99 The Handmaid’s Tale

handmaidstaleby Margaret Atwood, 1986

I read The Handmaid’s Tale years ago and, while I loved it, I didn’t remember many specific details of this classic feminist dystopia. I’ll just give it a little re-read before the Hulu series comes out, I thought. Little did I know that I’d find myself reading this, fists literally clenched, terrified that I was staring into my future.

The Handmaid’s Tale is the story of Offred. Living in the Republic of Gilead after war and environmental destruction have rendered many citizens sterile, Offred belongs to the small, prized group of women who can still reproduce – she is a handmaid. Wearing a long red dress to signify her fertility and a white hat with blinders to encourage demureness, she has been assigned to the Republic’s Commander and it is her job to create a child with him.
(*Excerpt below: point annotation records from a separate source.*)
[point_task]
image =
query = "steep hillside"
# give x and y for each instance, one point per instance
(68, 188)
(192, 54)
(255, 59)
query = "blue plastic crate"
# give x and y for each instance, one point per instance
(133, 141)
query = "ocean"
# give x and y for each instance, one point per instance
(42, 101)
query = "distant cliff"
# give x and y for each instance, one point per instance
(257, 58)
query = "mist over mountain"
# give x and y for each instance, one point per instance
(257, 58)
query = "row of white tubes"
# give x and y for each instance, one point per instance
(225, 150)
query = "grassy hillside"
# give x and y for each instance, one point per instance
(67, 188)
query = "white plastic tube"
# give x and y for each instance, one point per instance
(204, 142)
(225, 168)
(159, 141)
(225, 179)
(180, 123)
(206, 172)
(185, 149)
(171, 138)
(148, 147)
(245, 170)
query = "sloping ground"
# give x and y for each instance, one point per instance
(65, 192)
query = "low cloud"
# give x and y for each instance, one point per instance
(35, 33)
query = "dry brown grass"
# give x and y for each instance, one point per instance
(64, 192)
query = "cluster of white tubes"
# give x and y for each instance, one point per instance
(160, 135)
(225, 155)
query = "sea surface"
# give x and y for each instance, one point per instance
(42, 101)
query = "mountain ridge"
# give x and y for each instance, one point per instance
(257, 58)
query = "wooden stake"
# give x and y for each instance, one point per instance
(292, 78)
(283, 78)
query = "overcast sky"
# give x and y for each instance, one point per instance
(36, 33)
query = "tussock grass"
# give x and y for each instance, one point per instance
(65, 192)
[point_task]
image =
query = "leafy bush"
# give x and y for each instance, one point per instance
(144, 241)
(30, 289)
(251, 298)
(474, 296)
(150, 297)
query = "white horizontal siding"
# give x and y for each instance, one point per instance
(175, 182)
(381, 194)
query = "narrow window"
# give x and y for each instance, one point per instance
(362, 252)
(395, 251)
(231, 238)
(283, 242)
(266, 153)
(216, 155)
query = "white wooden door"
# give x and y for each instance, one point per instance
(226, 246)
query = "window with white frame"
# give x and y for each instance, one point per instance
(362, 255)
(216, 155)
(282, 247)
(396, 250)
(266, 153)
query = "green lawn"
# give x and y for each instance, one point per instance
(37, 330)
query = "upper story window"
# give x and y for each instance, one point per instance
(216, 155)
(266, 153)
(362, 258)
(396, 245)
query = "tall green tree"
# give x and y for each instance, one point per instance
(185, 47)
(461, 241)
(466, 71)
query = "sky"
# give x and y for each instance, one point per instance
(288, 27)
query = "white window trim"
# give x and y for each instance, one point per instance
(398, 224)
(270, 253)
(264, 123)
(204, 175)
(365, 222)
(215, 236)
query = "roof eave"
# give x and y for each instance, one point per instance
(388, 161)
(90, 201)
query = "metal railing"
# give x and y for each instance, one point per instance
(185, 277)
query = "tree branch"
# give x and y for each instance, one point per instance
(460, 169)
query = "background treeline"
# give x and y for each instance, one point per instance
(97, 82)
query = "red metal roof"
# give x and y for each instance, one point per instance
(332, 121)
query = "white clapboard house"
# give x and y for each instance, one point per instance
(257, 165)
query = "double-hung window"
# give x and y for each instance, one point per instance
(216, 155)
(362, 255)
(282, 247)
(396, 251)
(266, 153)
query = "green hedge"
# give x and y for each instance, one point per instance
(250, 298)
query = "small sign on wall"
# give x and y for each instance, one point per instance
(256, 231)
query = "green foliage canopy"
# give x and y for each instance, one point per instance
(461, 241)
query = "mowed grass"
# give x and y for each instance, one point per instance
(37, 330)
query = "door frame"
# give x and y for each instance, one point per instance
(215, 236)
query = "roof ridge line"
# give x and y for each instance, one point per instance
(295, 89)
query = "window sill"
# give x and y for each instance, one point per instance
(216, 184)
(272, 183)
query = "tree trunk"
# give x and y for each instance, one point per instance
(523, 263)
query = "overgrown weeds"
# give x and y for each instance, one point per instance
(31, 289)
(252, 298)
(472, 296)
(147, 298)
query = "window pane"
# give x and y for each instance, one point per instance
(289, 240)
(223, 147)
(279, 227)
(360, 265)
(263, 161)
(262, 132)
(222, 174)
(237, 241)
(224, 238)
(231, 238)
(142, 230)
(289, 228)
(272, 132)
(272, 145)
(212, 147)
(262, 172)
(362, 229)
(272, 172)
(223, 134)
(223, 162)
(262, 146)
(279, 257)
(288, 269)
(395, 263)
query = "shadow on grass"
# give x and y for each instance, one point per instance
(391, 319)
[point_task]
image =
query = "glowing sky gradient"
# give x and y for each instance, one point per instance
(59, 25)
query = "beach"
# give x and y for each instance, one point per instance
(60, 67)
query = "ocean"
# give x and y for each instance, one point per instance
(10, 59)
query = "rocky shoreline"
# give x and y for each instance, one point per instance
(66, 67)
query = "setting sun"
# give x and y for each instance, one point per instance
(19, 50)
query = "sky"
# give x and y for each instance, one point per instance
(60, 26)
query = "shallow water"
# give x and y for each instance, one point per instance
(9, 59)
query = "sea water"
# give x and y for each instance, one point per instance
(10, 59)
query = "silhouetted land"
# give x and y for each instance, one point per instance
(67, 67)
I don’t want to reveal too much of the plot, as it is really does become more horrifying as it unfolds, a sort of avalanche of misogynist oppression. I will say that Atwood is eerily prescient in her descriptions of this dystopian society and the lengths it goes to in the name of “protecting” its women. For that is what they claim to do: protect women. In this society in which women are not to speak to each other, are not to read nor write, are assigned to a man instead of choosing one for themselves, this is deemed freedom. They are told to remember that they’ve been given more than they’ve had taken away, that their problems of humiliating blind dates and desperation for a relationship have been solved. They are there to fulfill the womanliest of duties and are “revered” for their purpose. Never mind that, should they fail to conceive, the fault is theirs alone. Only women can be infertile, you see. Male virility remains, however theoretically, intact.

If these practices seem preposterous, if you think they are outside the realm of possibility, I urge you to think again:

It was after the catastrophe, when they shot the president and machine-gunned Congress and the army declared a state of emergency. They blamed it on the Islamic fanatics, at the time. Keep calm, they said on television. Everything is under control… That was when they suspended the Constitution. They said it would be temporary. There wasn’t even any rioting in the streets. People stayed home at night, watching television, looking for some direction. There wasn’t even an enemy you could put your finger on.

Firmly rooted racist policies and fears were a direct cause of this society’s collapse. There was an otherness that allowed citizens to turn a blind eye to the discrimination, feeling only grateful that these things were not happening to them. “This may not seem ordinary to you now, but after a time it will. It will become ordinary,” says one of the Aunts who trains the handmaids. And that is the moral, that is what we must fight, the ordinariness of the violation of rights, of violence, of abuse. The more we are grateful that it is others who are being forced to register for their religion, others who risk being shot by police at a routine traffic stop, others who are not allowed to make choices for their own bodies, the more this will be ordinary and more we will be complicit with the agenda of hate. The Handmaid’s Tale was speculative fiction back in 1986. It must not become truth today.

I must mention one final quote that struck me as so important. Skirting decorum, the Commander invites Offred to his office for a clandestine visit. Her awe upon seeing the room is notable:

All around the wall there are bookcases. They’re filled with books. Books and books and books, right out in plain view, no locks, no boxes. No wonder we can’t come in here. It’s an oasis of the forbidden.

In this time of subjugation, books are the wanton fruit. Knowledge is power. Fear of that power has never been stronger than it is today.